Sets the root element of a twig.

first_elt ($optional_condition)

Returns the first element matching $optional_condition of a twig, if no condition is given then the root is returned.

last_elt ($optional_condition)

Returns the last element matching $optional_condition of a twig, if no condition is given then the last element of the twig is returned.

elt_id ($id)

Returns the element whose id attribute is $id.

getEltById

Same as elt_id .

index ($index_name, $optional_index)

If the $optional_index argument is present, returns the corresponding element in the index (created using the index option for XML::Twig-new>).

If the argument is not present, returns an arrayref to the index.

normalize

Merge together all consecutive #PCDATA elements in the document. For example, if you have turned some elements into #PCDATA using erase , this will give you a "clean" element in which there all text fragments are as long as possible).

encoding

Returns the encoding of the XML document, as defined by the encoding attribute in the XML declaration (ie it is undef if the attribute is not defined).

set_encoding

Sets the value of the encoding attribute in the XML declaration. Note that if the document did not have a declaration it is generated (with an XML version of 1.0).

xml_version

Returns the XML version, as defined by the version attribute in the XML declaration (ie it is undef if the attribute is not defined).

set_xml_version

Sets the value of the version attribute in the XML declaration. If the declaration did not exist it is created.

standalone

Returns the value of the standalone declaration for the document.

set_standalone

Sets the value of the standalone attribute in the XML declaration.
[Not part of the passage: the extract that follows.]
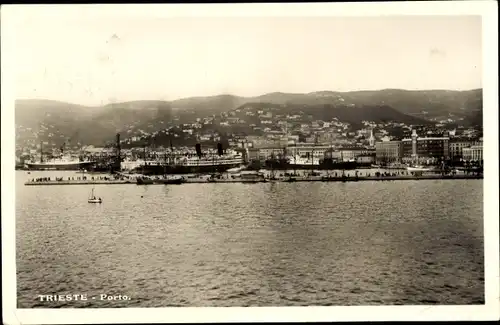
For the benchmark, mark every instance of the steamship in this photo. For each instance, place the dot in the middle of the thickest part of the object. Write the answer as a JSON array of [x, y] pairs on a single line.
[[188, 164], [63, 162]]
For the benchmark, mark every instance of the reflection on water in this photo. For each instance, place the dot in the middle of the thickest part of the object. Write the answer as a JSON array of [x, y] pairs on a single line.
[[270, 244]]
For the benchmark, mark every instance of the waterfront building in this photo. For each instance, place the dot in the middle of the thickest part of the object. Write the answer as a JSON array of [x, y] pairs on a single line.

Note that if the document did not have a declaration it is generated (with an XML version of 1.0).

set_output_encoding

Sets the encoding "attribute" in the XML declaration.
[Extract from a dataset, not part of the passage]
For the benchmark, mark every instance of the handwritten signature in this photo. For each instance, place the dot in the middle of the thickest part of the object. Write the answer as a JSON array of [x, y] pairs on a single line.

set_doctype ($name, $system, $public, $internal)

Sets the doctype of the element. If an argument is undef (or not present) then its former value is retained, if a false ('' or 0) value is passed then the former value is deleted.

entity_list

Returns the entity list of a twig.

entity_names

Returns the list of all defined entities.

entity ($entity_name)

Returns the entity.

notation_list

Returns the notation list of a twig.

notation_names

Returns the list of all defined notations.

notation ($notation_name)

Returns the notation.

change_gi ($old_gi, $new_gi)

Performs a (very fast) global change. All elements $old_gi are now $new_gi. This is a bit dangerous though and should be avoided if possible, as the new tag might be ignored in subsequent processing.

See BUGS .

flush ($optional_filehandle, %options)

Flushes a twig up to (and including) the current element, then deletes all unnecessary elements from the tree that are in memory. flush keeps track of which elements need to be open/closed, so if you flush from handlers you don't have to worry about anything. Just keep flushing the twig every time you're done with a sub-tree and it will come out well-formed. After parsing completes, don't forget to flush one more time to print the end of the document. The doctype and entity declarations are also printed.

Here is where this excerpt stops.